Sie kam aus dem Nichts. Sie war plötzlich da. Man könnte jetzt sagen: die Krankheit, die Pandemie. Doch vielleicht sollten wir Corona auch einmal anders betrachten: als Marke, die die Karten neu zu mischen vermag.
Marken bewegen die Welt. Sie kommen als Kristallisationspunkte persönlicher »Bedürfnisse« und gesellschaftlicher »Werte« daher. Für Kinder gehören Marken zur natürlichen Welt wie etwa Bäume und Eichhörnchen. Für Erwachsene kann sogar ein Mensch zur »Marke« werden (solange er sich nur erfolgreich vermarktet). Erwachsene leben Kindern vor, was wirklich zählt: Adidas steht für Sport und Hipness, Apple heißt Vernetzung, Information und unendlicher Spaß. Erfolgreiche Marken können das Selbstwertgefühl ihrer Anhänger boosten und Atmosphären von Wärme und Zugehörigkeit erzeugen, wie es früher nur kirchlichen Gemeinschaften gelang. Die aktuell und wohl noch für lange Zeit erfolgreichste Marke ist Corona. Eine absolute Ausnahmeerscheinung.

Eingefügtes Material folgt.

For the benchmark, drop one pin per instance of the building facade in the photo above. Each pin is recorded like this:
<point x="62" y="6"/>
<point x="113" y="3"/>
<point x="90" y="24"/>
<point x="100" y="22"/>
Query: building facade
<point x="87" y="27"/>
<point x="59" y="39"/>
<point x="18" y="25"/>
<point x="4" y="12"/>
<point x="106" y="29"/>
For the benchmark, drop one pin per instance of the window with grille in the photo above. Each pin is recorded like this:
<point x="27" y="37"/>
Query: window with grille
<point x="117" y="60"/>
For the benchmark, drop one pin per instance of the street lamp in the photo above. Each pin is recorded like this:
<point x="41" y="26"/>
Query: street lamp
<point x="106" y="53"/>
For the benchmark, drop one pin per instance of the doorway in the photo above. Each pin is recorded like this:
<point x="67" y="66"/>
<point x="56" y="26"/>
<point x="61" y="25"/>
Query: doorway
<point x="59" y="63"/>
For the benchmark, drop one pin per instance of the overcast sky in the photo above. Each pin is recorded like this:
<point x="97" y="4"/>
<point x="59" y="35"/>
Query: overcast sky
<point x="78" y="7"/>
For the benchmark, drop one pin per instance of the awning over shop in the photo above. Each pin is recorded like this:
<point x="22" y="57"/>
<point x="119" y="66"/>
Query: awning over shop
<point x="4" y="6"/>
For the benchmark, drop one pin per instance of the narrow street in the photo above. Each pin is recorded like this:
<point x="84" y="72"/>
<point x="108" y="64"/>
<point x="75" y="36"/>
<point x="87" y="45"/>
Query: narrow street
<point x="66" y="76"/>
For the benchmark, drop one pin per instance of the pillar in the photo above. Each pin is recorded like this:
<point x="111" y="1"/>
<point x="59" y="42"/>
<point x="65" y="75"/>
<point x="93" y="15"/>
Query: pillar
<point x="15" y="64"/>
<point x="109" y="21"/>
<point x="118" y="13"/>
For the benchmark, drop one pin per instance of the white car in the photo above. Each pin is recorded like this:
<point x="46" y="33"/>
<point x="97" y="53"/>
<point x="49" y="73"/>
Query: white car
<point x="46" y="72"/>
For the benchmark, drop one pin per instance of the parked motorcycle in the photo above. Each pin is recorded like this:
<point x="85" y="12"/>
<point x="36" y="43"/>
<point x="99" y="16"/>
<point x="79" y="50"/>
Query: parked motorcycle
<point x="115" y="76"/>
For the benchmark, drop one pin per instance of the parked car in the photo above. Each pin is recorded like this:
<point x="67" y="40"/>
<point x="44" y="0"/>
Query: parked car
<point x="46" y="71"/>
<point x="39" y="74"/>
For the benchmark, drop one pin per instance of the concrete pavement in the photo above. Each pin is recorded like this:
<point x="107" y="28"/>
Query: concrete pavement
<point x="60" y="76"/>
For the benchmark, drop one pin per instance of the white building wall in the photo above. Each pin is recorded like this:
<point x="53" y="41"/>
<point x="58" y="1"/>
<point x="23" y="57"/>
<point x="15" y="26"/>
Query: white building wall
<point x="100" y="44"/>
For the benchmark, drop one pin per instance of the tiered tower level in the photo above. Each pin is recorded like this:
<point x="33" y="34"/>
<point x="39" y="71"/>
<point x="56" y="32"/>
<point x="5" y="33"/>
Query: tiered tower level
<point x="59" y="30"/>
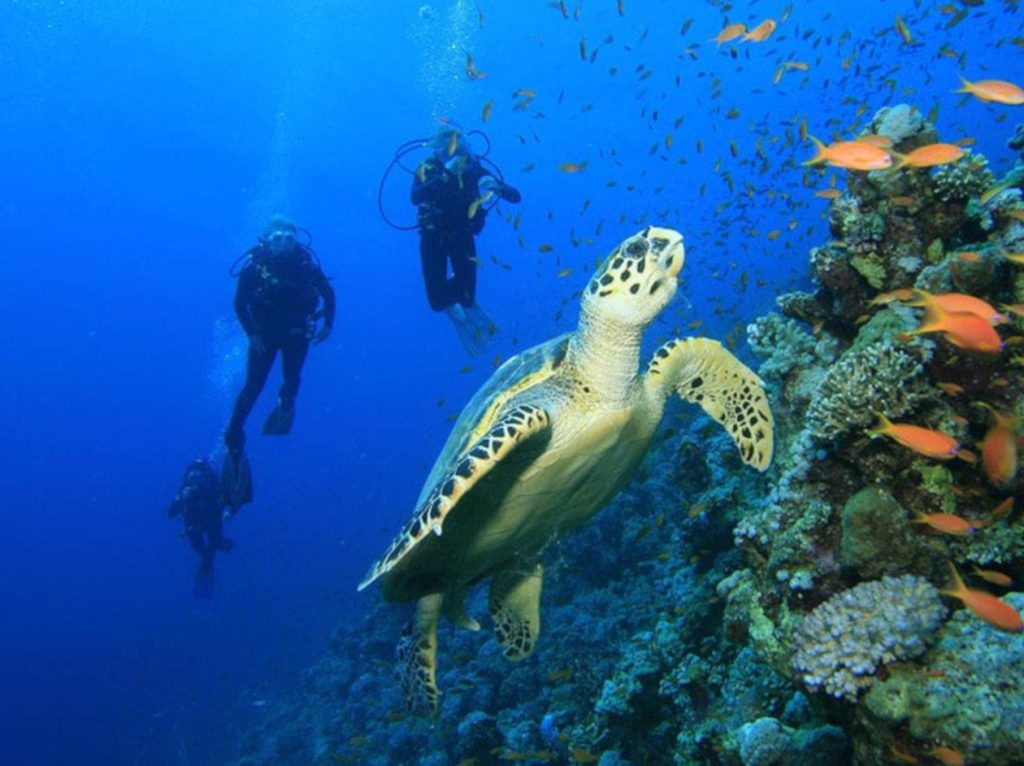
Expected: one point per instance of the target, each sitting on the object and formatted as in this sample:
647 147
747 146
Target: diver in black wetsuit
281 288
200 504
453 190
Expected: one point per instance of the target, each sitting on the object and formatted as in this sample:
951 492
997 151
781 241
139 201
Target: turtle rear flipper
518 425
417 655
514 603
701 371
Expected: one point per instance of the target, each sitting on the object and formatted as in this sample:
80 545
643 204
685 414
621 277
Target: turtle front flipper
417 655
512 429
514 603
699 370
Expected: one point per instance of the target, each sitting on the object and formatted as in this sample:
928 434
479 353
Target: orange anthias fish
998 451
998 91
966 331
930 156
947 523
922 440
730 33
762 32
851 155
984 605
958 303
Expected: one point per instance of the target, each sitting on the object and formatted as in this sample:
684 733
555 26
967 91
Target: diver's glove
323 334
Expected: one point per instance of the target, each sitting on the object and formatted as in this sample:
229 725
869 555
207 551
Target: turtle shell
518 374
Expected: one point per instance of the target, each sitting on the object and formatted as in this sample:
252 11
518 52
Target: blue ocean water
144 146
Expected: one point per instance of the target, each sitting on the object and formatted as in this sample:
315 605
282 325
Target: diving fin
280 421
203 583
236 480
480 323
472 339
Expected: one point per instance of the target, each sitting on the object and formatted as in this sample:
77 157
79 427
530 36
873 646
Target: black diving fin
280 421
236 480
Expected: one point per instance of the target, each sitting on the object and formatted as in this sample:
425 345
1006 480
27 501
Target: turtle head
638 279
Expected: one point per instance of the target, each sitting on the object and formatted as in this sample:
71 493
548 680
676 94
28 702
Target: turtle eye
636 248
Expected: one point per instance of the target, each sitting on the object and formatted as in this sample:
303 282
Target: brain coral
844 640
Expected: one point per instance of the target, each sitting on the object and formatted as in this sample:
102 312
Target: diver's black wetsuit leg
433 259
260 363
293 356
196 540
464 268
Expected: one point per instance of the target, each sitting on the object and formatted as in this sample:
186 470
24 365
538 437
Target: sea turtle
543 447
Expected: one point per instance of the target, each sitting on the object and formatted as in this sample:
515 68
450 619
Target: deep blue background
142 146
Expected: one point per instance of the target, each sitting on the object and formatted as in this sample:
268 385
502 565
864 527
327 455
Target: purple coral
844 640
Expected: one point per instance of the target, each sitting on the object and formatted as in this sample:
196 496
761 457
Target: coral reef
967 177
967 692
792 618
843 641
880 378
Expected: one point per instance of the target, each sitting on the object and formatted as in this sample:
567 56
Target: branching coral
843 641
967 177
879 378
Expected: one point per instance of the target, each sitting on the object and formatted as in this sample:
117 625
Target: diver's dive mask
280 241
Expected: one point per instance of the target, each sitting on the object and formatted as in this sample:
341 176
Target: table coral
844 641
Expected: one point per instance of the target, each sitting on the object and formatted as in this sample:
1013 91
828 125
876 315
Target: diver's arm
434 178
177 505
327 295
507 193
243 296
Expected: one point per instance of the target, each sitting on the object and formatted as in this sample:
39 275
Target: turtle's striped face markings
639 279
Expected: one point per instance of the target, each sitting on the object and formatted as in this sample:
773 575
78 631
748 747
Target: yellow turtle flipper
517 425
417 655
701 371
514 603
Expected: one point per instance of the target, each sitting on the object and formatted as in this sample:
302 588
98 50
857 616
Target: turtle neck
606 350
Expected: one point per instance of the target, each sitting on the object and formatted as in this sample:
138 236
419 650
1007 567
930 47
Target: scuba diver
452 189
200 503
282 293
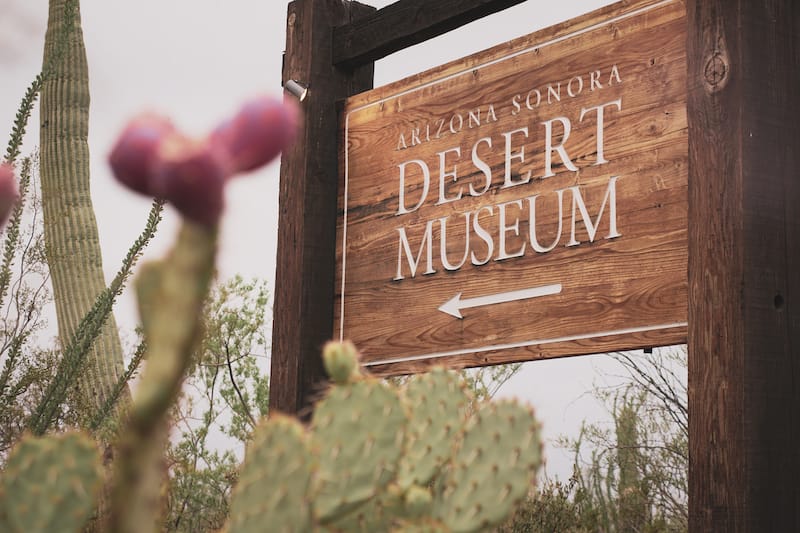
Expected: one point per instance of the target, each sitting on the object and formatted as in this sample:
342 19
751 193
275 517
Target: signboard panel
525 202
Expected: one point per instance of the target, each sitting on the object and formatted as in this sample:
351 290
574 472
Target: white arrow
454 305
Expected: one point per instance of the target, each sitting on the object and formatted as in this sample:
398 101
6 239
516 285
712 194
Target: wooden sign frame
743 238
572 181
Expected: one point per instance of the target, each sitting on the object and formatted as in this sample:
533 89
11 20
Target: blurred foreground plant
374 457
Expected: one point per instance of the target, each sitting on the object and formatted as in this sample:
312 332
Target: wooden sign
525 202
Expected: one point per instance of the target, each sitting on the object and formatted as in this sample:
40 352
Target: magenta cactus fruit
153 158
190 176
256 134
134 155
9 192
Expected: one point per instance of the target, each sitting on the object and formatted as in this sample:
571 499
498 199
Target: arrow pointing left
454 305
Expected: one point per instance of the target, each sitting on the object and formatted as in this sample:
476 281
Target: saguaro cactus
71 236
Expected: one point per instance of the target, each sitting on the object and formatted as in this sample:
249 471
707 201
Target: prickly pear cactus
50 483
384 458
274 481
439 401
492 469
357 432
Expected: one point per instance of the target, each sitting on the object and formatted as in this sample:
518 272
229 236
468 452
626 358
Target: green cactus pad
341 361
424 525
438 401
492 470
273 484
50 483
357 432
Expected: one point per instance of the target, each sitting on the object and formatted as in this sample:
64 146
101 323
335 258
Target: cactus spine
71 236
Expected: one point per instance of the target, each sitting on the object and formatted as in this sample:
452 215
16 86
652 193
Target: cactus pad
50 483
358 433
341 361
274 480
438 402
493 469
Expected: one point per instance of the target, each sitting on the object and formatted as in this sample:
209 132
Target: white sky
196 60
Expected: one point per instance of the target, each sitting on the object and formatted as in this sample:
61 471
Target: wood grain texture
307 202
743 263
628 283
406 23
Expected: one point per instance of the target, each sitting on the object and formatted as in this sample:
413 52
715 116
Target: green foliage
50 483
364 429
631 476
89 329
171 295
226 387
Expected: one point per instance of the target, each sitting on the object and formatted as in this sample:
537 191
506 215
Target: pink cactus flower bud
256 134
9 192
133 157
190 176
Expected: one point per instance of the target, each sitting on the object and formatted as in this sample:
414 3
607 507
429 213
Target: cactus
357 430
491 471
274 481
50 483
400 459
439 403
71 235
152 157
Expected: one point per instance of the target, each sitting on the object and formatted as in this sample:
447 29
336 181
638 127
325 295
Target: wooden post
303 310
744 265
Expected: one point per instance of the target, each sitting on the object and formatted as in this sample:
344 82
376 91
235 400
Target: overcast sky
196 60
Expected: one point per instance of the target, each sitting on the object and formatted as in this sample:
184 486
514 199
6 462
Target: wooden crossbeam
403 24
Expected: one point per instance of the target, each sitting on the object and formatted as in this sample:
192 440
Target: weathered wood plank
632 54
406 23
303 309
744 259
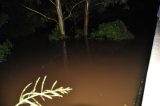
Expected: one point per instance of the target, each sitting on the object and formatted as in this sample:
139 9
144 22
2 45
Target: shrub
115 30
5 50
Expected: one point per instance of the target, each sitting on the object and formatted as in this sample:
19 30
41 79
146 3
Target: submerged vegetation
115 30
5 50
31 97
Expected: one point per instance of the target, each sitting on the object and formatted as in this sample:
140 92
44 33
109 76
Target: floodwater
105 74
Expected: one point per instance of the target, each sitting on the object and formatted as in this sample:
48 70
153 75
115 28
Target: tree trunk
86 18
60 18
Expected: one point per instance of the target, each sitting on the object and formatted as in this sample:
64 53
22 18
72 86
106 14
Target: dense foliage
115 30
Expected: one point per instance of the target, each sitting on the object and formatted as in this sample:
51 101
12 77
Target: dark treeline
18 17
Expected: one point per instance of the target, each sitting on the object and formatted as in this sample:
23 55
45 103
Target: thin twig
70 13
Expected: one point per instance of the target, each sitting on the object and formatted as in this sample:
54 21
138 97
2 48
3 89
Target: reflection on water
110 79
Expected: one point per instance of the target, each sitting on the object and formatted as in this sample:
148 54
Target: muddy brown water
106 75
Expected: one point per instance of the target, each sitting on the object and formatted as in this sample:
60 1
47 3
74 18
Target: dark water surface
105 75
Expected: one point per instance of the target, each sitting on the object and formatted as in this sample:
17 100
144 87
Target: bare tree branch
41 14
70 13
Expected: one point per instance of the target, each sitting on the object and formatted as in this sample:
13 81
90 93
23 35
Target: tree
60 20
91 3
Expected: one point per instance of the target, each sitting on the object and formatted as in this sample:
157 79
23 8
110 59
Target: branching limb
70 13
41 14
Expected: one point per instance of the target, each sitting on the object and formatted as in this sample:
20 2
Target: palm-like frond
30 97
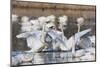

Corona kam ganz ohne Storytelling aus, um sich auf dem Weltmarkt zu etablieren und in Rekordzeit die bisherigen Top-Player wegzukicken. Vor Corona ging eine gleichnamige Biermarke blitzschnell in die Knie (ganz ohne Markenrechtsstreit). Das Erfolgsgeheimnis von Corona ist die hochprofessionelle, zuverlässige und kostenlose Lieferung eines Produkts, das niemand bestellt hat und (noch) niemand zurückschicken kann: den Tod made by Corona.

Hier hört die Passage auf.